At some point, the data scientist and software systems engineers would join in the conversation and different concerns would start to come up, such as the following:
- Right now, I have no way of associating Student A in the note-taking system with Student A in the reading system.
- To do the analysis you want, you need the full text of the reflection. That’s not currently in the spec, and it has performance implications. We should discuss this.
- The student data privacy implications are very different for an IRB-approved research study, an individual student dashboard, and an instructor- or administrator-facing dashboard. Who owns these privacy concerns and how do we expect them to be handled?
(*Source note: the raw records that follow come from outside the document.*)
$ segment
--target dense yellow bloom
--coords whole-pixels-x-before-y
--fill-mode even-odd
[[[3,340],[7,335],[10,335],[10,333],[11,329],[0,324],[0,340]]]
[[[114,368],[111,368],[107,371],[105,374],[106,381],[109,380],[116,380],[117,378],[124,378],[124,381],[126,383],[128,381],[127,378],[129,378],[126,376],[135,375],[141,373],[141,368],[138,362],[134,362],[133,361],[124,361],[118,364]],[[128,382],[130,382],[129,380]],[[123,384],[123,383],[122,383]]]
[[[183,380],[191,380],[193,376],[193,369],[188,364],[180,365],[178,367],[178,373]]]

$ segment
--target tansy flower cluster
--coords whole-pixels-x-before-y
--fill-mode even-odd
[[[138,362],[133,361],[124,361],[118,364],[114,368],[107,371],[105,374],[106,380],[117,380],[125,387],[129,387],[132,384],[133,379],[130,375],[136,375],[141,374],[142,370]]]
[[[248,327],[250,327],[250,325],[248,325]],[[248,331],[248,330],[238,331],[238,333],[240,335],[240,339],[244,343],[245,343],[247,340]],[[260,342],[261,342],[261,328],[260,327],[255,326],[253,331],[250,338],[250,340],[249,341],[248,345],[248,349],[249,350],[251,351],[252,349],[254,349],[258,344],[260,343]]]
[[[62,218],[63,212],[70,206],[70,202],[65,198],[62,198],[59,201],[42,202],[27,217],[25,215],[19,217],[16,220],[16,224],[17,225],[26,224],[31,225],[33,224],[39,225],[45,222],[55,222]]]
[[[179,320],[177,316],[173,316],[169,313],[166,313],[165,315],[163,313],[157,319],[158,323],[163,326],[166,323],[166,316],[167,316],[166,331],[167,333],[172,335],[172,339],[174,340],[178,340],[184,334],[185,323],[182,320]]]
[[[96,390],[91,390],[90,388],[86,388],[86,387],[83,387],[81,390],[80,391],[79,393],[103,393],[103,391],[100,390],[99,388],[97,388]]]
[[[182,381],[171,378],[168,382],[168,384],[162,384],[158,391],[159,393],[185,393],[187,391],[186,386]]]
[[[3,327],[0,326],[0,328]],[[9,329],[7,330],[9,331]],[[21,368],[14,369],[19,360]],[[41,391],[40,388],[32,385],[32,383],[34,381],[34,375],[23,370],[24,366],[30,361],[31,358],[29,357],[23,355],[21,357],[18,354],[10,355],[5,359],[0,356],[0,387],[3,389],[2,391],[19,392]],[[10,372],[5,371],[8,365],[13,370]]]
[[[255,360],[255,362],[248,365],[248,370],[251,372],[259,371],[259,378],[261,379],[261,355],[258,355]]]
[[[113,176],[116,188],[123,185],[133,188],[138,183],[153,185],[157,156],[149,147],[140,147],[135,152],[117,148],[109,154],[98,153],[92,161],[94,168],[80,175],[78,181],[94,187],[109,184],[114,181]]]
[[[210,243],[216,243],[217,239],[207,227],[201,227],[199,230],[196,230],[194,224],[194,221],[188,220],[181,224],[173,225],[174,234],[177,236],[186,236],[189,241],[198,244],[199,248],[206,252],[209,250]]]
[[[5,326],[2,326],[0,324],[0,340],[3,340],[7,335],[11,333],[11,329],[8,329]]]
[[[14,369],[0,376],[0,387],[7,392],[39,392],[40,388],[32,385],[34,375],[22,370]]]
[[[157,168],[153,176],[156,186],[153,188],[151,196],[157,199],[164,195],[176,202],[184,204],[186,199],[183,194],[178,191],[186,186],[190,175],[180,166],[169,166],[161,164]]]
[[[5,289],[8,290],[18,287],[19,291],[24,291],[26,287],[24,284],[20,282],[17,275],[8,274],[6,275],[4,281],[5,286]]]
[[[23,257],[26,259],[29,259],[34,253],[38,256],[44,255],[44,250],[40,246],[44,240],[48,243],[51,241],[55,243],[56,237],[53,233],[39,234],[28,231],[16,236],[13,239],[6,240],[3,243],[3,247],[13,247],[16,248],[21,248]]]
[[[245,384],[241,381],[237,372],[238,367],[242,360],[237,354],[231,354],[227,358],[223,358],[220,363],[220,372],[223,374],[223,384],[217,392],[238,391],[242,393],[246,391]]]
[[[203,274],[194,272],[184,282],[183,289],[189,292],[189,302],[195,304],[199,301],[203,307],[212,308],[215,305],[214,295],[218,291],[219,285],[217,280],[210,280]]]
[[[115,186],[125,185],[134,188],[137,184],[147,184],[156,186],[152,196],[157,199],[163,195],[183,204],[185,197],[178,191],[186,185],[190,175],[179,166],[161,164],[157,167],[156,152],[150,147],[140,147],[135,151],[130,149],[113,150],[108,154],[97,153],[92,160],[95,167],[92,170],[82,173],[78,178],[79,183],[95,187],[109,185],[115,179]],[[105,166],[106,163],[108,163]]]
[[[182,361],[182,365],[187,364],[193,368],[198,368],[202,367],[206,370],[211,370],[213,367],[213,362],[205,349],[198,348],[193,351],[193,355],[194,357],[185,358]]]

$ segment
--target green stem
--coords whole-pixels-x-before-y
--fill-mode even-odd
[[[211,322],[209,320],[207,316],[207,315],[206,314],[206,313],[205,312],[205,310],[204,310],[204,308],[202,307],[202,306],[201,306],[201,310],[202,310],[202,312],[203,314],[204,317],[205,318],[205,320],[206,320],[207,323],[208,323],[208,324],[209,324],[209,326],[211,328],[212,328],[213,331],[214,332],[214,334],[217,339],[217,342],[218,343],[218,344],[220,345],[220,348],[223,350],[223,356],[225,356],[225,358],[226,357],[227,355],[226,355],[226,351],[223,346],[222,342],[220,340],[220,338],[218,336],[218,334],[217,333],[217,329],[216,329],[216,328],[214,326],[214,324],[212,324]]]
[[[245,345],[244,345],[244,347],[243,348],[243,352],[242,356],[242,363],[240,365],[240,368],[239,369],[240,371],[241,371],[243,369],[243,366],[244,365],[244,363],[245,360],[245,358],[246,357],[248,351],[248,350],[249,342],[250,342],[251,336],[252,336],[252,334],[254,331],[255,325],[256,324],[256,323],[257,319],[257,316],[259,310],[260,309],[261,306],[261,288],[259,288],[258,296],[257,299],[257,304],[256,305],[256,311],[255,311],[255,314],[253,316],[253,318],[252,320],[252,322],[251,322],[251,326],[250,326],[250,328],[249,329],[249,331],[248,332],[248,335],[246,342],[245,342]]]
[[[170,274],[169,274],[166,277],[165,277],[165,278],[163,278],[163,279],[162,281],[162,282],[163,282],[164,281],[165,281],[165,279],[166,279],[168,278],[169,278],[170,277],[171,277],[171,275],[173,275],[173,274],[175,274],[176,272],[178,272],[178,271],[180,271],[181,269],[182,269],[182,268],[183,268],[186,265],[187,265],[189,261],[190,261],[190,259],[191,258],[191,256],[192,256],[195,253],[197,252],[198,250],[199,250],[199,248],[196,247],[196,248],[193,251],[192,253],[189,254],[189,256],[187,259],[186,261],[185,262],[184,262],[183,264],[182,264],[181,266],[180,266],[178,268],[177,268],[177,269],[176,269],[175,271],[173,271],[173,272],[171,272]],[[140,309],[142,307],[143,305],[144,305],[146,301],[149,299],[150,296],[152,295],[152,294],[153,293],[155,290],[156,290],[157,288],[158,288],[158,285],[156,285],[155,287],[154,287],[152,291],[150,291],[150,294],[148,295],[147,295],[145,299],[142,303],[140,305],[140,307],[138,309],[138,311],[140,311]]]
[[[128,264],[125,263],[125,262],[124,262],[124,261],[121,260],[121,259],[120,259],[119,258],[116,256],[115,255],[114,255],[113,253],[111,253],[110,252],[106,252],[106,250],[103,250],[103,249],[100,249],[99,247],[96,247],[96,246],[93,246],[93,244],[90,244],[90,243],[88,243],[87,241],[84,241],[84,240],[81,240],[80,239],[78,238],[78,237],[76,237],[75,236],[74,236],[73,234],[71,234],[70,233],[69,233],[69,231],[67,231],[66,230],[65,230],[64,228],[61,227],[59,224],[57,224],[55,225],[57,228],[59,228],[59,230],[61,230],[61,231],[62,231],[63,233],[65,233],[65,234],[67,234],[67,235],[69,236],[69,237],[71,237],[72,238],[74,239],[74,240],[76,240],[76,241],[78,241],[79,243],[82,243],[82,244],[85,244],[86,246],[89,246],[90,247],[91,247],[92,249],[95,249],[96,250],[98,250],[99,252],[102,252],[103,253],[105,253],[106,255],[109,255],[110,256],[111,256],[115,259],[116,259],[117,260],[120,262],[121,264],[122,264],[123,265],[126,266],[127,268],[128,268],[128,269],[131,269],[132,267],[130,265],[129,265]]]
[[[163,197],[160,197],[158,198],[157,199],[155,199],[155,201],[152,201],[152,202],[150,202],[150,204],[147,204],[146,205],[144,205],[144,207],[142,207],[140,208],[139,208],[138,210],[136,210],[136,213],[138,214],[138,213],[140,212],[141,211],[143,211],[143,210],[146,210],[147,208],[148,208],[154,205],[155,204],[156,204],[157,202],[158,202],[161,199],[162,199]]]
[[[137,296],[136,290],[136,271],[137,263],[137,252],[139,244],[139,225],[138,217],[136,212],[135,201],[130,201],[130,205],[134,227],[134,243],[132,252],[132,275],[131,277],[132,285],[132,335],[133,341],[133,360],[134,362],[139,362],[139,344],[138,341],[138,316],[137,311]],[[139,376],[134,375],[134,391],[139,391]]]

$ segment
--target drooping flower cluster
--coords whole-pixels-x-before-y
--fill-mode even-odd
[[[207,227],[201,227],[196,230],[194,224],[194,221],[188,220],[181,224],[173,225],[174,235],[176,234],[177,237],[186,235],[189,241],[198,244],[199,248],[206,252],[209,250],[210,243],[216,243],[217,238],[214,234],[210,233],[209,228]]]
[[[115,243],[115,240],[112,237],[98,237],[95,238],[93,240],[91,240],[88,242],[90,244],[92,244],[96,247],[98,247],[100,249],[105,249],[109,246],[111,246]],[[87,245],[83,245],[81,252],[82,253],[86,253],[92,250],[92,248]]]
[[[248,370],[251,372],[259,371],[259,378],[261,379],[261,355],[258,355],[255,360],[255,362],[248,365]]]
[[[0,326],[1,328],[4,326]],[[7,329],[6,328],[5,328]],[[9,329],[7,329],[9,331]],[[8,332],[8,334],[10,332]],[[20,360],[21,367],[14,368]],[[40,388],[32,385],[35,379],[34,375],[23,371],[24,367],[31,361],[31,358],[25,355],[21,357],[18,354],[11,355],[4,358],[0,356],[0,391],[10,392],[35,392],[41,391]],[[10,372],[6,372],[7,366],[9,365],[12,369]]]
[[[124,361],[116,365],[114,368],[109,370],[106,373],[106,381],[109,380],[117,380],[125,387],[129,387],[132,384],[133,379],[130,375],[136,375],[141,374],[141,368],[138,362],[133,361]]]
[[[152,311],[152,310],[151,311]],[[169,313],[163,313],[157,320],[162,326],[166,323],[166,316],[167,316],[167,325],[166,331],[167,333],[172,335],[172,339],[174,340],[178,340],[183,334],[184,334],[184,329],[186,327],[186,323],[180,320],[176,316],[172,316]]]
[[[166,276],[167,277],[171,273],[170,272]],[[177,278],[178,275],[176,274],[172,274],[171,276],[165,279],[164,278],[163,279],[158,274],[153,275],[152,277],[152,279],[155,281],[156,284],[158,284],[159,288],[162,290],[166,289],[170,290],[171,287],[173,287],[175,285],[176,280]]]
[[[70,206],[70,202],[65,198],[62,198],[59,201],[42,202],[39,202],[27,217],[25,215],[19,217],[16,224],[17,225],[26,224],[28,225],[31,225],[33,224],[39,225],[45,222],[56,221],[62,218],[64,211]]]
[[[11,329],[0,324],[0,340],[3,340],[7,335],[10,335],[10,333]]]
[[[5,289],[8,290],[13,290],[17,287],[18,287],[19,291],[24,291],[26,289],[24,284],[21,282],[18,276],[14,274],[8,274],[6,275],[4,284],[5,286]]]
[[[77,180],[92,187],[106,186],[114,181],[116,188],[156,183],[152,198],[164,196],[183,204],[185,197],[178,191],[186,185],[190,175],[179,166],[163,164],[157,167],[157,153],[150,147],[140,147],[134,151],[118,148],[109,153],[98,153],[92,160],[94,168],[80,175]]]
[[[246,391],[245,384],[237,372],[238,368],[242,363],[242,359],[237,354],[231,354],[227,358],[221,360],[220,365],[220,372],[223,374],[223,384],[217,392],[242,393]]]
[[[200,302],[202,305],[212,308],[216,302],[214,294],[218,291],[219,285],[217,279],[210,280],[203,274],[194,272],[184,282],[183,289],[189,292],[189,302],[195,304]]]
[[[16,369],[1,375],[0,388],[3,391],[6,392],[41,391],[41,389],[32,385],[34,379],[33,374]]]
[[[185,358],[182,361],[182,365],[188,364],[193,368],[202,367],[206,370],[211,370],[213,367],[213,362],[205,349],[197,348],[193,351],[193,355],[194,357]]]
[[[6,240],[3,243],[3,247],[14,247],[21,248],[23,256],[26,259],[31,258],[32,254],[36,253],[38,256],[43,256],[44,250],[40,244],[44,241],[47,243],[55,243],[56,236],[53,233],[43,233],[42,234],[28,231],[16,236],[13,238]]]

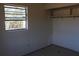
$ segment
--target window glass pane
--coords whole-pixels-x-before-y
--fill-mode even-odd
[[[25,17],[25,15],[5,14],[5,17]]]
[[[5,21],[5,29],[13,30],[13,29],[23,29],[25,28],[25,21]]]
[[[24,7],[4,5],[5,30],[28,29],[27,13]]]
[[[25,9],[24,7],[15,7],[15,6],[9,6],[9,5],[4,5],[7,8],[19,8],[19,9]]]
[[[23,21],[23,20],[26,20],[26,19],[25,18],[22,18],[22,17],[15,17],[15,18],[14,17],[6,17],[5,20],[9,20],[9,21],[10,20],[17,20],[17,21],[18,20],[20,20],[20,21],[22,20]]]

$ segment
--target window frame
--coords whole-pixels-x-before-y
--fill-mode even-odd
[[[16,5],[6,5],[6,6],[13,6],[13,7],[15,7],[15,8],[17,8],[17,7],[23,7],[23,8],[25,8],[25,20],[6,20],[6,17],[5,17],[5,20],[4,20],[4,22],[5,21],[25,21],[25,28],[17,28],[17,29],[8,29],[8,30],[6,30],[6,24],[5,24],[5,27],[4,27],[4,29],[6,30],[6,31],[18,31],[18,30],[28,30],[28,7],[26,7],[26,6],[16,6]],[[5,15],[5,5],[4,5],[4,15]],[[15,9],[15,8],[13,8],[13,9]],[[17,8],[17,9],[19,9],[19,8]],[[18,18],[18,17],[17,17]],[[22,18],[22,17],[21,17]]]

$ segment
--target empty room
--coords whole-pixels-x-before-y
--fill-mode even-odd
[[[0,56],[79,56],[79,4],[0,3]]]

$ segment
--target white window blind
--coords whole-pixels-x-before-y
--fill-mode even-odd
[[[27,8],[4,5],[4,10],[5,30],[28,28]]]

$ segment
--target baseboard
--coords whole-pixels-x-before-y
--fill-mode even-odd
[[[70,49],[70,48],[66,48],[66,47],[63,47],[63,46],[60,46],[60,45],[57,45],[57,44],[51,44],[51,45],[57,46],[57,47],[59,47],[59,48],[64,48],[64,49],[67,49],[67,50],[70,50],[70,51],[72,51],[72,52],[75,52],[75,53],[78,53],[78,54],[79,54],[78,51],[75,51],[75,50]]]
[[[41,50],[41,49],[45,49],[45,48],[50,47],[50,46],[56,46],[56,47],[59,47],[59,48],[64,48],[64,49],[66,49],[66,50],[69,50],[69,51],[72,51],[72,52],[75,52],[75,53],[78,53],[78,54],[79,54],[79,52],[74,51],[74,50],[72,50],[72,49],[69,49],[69,48],[66,48],[66,47],[62,47],[62,46],[56,45],[56,44],[50,44],[50,45],[45,46],[45,47],[43,47],[43,48],[37,49],[37,50],[35,50],[35,51],[33,51],[33,52],[27,53],[27,54],[25,54],[25,55],[23,55],[23,56],[29,56],[30,54],[32,54],[32,53],[34,53],[34,52],[37,52],[37,51],[39,51],[39,50]]]
[[[34,53],[34,52],[37,52],[37,51],[39,51],[39,50],[41,50],[41,49],[45,49],[45,48],[50,47],[50,46],[52,46],[52,44],[50,44],[50,45],[48,45],[48,46],[45,46],[45,47],[43,47],[43,48],[37,49],[37,50],[35,50],[35,51],[33,51],[33,52],[27,53],[27,54],[25,54],[25,55],[23,55],[23,56],[28,56],[28,55],[30,55],[30,54],[32,54],[32,53]]]

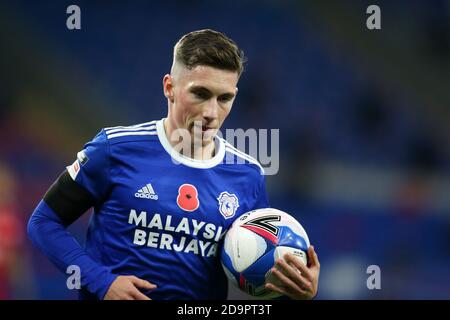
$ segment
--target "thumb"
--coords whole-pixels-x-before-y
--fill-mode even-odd
[[[149,290],[156,289],[156,285],[151,282],[148,282],[147,280],[140,279],[136,276],[131,276],[129,279],[130,279],[131,283],[133,283],[138,288],[149,289]]]

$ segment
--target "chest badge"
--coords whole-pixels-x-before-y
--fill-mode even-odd
[[[177,204],[184,211],[194,211],[200,206],[197,188],[192,184],[182,184],[178,188]]]
[[[236,195],[224,191],[220,194],[217,200],[219,201],[219,211],[222,216],[225,219],[233,217],[239,207],[239,200]]]

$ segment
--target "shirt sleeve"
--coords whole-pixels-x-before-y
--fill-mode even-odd
[[[67,171],[75,182],[99,201],[109,189],[109,161],[109,143],[102,130],[77,153],[76,160],[67,167]]]

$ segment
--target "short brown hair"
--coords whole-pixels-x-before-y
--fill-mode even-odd
[[[203,29],[184,35],[174,48],[175,61],[188,69],[206,65],[218,69],[244,70],[245,56],[236,43],[221,32]]]

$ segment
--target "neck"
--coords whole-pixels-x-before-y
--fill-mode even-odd
[[[183,141],[183,139],[180,142],[180,140],[178,139],[180,135],[173,134],[177,127],[169,120],[169,118],[166,118],[163,121],[163,125],[167,140],[169,140],[170,145],[183,156],[195,160],[209,160],[214,157],[216,149],[214,140],[208,142],[205,145],[203,145],[203,143],[194,144],[193,141],[185,142]]]

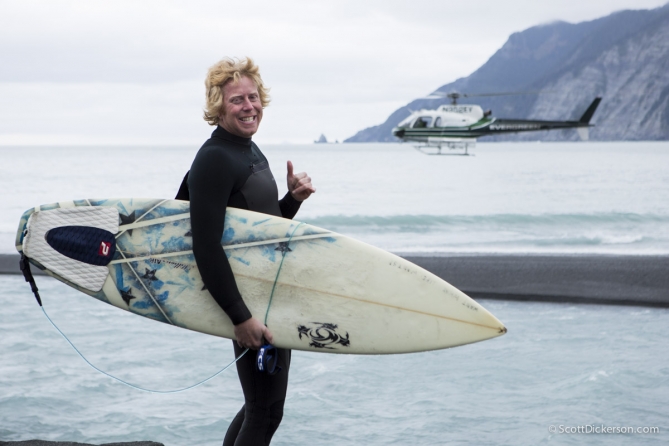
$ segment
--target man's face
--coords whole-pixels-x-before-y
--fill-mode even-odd
[[[223,86],[223,108],[218,124],[233,135],[250,138],[262,120],[262,105],[255,82],[242,76]]]

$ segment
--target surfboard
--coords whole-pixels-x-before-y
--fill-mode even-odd
[[[489,311],[434,274],[327,229],[228,208],[221,244],[246,305],[266,321],[277,347],[392,354],[506,333]],[[102,302],[234,339],[232,322],[198,272],[187,201],[37,206],[21,217],[16,249]]]

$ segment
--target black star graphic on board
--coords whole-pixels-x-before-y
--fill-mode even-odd
[[[144,268],[144,271],[146,272],[142,276],[143,279],[158,280],[155,269]]]
[[[125,301],[126,304],[130,305],[130,299],[134,299],[135,296],[132,295],[132,288],[128,288],[128,290],[119,290],[121,292],[121,297]]]
[[[119,212],[118,216],[121,218],[121,226],[134,223],[136,218],[135,211],[132,211],[130,215],[123,215]],[[128,235],[132,235],[132,229],[128,229],[126,232],[128,233]]]

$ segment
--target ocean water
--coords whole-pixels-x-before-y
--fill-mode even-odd
[[[297,219],[392,252],[669,254],[669,143],[267,145],[317,193]],[[176,194],[197,147],[0,147],[0,253],[21,214],[73,198]],[[12,191],[11,193],[9,191]]]
[[[286,159],[313,177],[298,218],[394,252],[669,254],[668,143],[479,144],[468,158],[390,144],[262,148],[284,191]],[[0,253],[15,252],[18,219],[36,204],[173,196],[196,150],[0,148]],[[233,359],[228,340],[37,282],[54,322],[126,381],[186,387]],[[481,303],[505,336],[409,355],[295,352],[272,444],[667,444],[669,310]],[[218,445],[241,407],[234,369],[170,395],[92,370],[22,277],[0,276],[0,305],[0,441]]]
[[[37,280],[49,315],[82,353],[133,384],[182,388],[233,358],[228,340]],[[22,277],[0,277],[0,289],[0,440],[222,443],[242,405],[234,369],[184,393],[128,388],[76,355]],[[669,310],[481,303],[509,328],[505,336],[408,355],[294,352],[272,444],[667,444]],[[551,433],[550,426],[659,433]]]

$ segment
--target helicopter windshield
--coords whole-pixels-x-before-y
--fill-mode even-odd
[[[413,123],[413,128],[423,129],[425,127],[428,127],[431,123],[432,123],[432,117],[421,116],[420,118],[416,119],[416,122]]]

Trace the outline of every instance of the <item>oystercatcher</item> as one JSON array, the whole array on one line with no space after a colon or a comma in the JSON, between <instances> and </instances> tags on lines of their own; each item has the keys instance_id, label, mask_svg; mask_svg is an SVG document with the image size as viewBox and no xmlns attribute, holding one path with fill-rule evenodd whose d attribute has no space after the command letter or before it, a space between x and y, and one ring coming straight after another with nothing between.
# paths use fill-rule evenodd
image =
Notice that the Caliper language has become the externalization that we manipulate socially in the design exercise. There are two aspects of Caliper that make this work: (1) the three-word sentences are linguistically generative, i.e., they can express new ideas that have never been expressed before, and (2) every human-readable expression directly maps to a machine-readable expression. These two properties together enable rich conversations among very different kinds of stakeholders to map out theory-driven analytics and the interoperability requirements that they entail.
This is the kind of conversation by which Caliper can evolve into a standard that leads to useful insights and tools for improving learning impact. And in the early days, it will likely happen one use case at a time. Over time, the working group would learn from having enough of these conversations that design patterns would emerge, both for writing new portions of the specification itself and for the process by which the specification is modified and extended.